Following on from last year’s triumphant production of Titanic, Southern Light Opera Company finally disembark in the ship’s original destination: New York. What else for, but one of the most celebrated musicals of all time Hello, Dolly! The quintessential meddler, Ms Dolly Levi is talented in all forms of matchmaking, interference and even mandolin instruction. Seeking a match for a gloomy half-millionaire, Dolly finds herself strolling down memory lane entangled in a grand scheme to help the many, the few and of course, herself.

With over fifty dedicated performers on stage, the risk of overcrowding can be a burden, though apart from the odd spacing issue, Southern Light has blocked, staged and directed meticulously. Before the curtain even ascends, the immense sparkling heart informs us that this will be no ordinary amateur dramatic production.

Taking a role and grasping it as your own is no mean feat in a large company. Yet this is precisely what John Bruce and Tanya Williamson manage to accomplish as Hackl and Irene Molloy. Ribbons Down My Back may not be the titular number, nor even one the audience is anticipating the most but after Williamson’s performance it is easily a standout piece. Bruce’s comedic strengths are highlighted by his likability, though there is an issue with strained vocals at peak moments.

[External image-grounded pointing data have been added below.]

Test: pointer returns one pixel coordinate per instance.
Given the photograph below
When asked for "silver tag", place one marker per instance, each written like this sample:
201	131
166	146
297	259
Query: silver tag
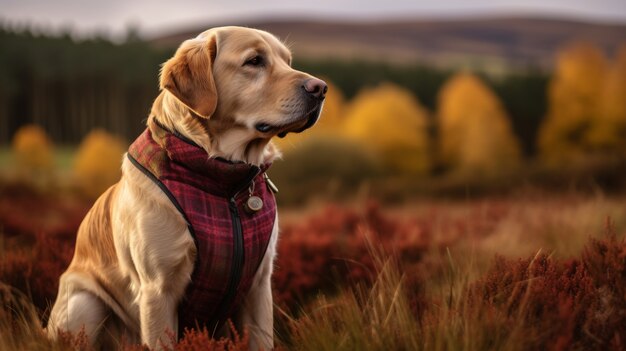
254	204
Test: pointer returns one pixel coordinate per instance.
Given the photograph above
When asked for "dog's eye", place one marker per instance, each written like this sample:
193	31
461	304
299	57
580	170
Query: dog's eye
255	61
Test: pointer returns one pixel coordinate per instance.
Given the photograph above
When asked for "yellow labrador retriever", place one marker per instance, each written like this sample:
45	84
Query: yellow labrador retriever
224	95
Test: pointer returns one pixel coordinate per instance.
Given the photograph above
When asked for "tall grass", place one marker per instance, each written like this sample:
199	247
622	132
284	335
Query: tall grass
535	303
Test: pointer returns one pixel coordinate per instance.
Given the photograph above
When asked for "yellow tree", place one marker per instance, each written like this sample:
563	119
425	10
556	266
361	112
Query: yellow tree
574	96
328	124
98	161
389	121
608	133
33	151
475	133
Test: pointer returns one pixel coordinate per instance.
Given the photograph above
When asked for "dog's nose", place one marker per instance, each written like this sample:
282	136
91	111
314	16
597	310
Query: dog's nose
316	87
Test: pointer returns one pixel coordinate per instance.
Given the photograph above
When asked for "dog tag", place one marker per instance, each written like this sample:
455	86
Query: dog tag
254	204
273	188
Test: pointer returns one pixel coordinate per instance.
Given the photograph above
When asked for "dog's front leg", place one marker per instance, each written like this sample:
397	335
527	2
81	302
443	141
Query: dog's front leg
158	317
257	312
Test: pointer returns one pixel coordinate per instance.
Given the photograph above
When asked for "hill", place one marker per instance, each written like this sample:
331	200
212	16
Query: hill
484	42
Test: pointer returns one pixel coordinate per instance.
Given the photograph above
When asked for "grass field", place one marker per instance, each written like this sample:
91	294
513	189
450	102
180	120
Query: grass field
534	271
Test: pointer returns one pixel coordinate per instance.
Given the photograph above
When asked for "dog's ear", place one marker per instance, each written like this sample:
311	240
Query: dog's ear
189	75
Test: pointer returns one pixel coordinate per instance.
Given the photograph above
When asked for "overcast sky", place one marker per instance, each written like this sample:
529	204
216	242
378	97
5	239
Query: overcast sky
154	17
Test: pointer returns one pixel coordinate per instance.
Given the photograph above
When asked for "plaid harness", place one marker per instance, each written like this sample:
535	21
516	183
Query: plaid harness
210	194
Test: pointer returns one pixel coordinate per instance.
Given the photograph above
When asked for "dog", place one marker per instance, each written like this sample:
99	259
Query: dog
146	251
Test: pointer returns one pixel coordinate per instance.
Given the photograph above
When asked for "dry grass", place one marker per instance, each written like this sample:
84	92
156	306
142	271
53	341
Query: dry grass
535	272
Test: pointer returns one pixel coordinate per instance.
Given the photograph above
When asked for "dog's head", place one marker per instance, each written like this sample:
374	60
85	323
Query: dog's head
241	82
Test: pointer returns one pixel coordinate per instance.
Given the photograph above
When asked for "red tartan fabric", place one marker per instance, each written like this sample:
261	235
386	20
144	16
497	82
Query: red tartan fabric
201	188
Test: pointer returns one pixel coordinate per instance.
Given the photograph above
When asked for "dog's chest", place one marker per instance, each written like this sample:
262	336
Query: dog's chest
212	196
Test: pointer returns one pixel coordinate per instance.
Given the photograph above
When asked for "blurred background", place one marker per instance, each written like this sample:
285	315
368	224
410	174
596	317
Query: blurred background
425	100
452	131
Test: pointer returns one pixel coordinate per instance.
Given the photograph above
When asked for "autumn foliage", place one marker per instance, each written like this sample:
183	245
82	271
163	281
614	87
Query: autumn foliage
389	121
475	134
343	273
98	162
586	115
33	151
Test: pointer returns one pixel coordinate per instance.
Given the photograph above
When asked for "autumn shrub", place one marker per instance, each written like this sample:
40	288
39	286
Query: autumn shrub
35	271
585	114
33	151
389	122
312	255
558	305
322	165
98	162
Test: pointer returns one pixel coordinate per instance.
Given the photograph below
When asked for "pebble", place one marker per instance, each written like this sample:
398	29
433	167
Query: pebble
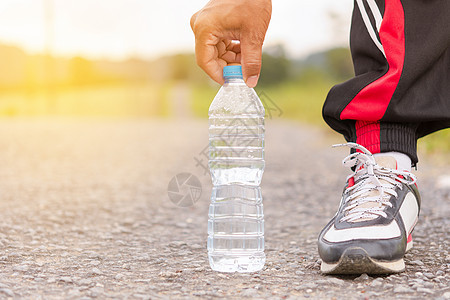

Now how could one discuss Hello, Dolly! without mentioning the fine lady herself? Lothian’s very own Elspeth Whyte lives up to be the am-dram world’s Carol Channing. Moving into her twenty-seventh production with Southern Light, Whyte is a reliable performer who delivers everything in her performance. Her Dolly is cunning, yet still sweet enough to root for success. Vocally she is emotive, conveying a sense of great control, if a little low on the belt factor.

A musical is only as successful as its orchestral backbone, and Hello, Dolly! certainly has a rigid one to rely on. Two faults which can never be flung at Southern Light is that of its scoring and design aesthetic. The level of detail, ingenuity and effort goes well above that of am-dram and certainly puts some touring productions of larger-scale names into place.

Southern Light Opera has always embraced a challenge, seeking to push itself further with each passing year. Hello, Dolly! certainly lives up to recent years and stirs up curiosity for what the company will create next. A prodigious sense of local community is at the heart of Southern Light, with a deep admiration for theatre; it’s a proud institution for the city.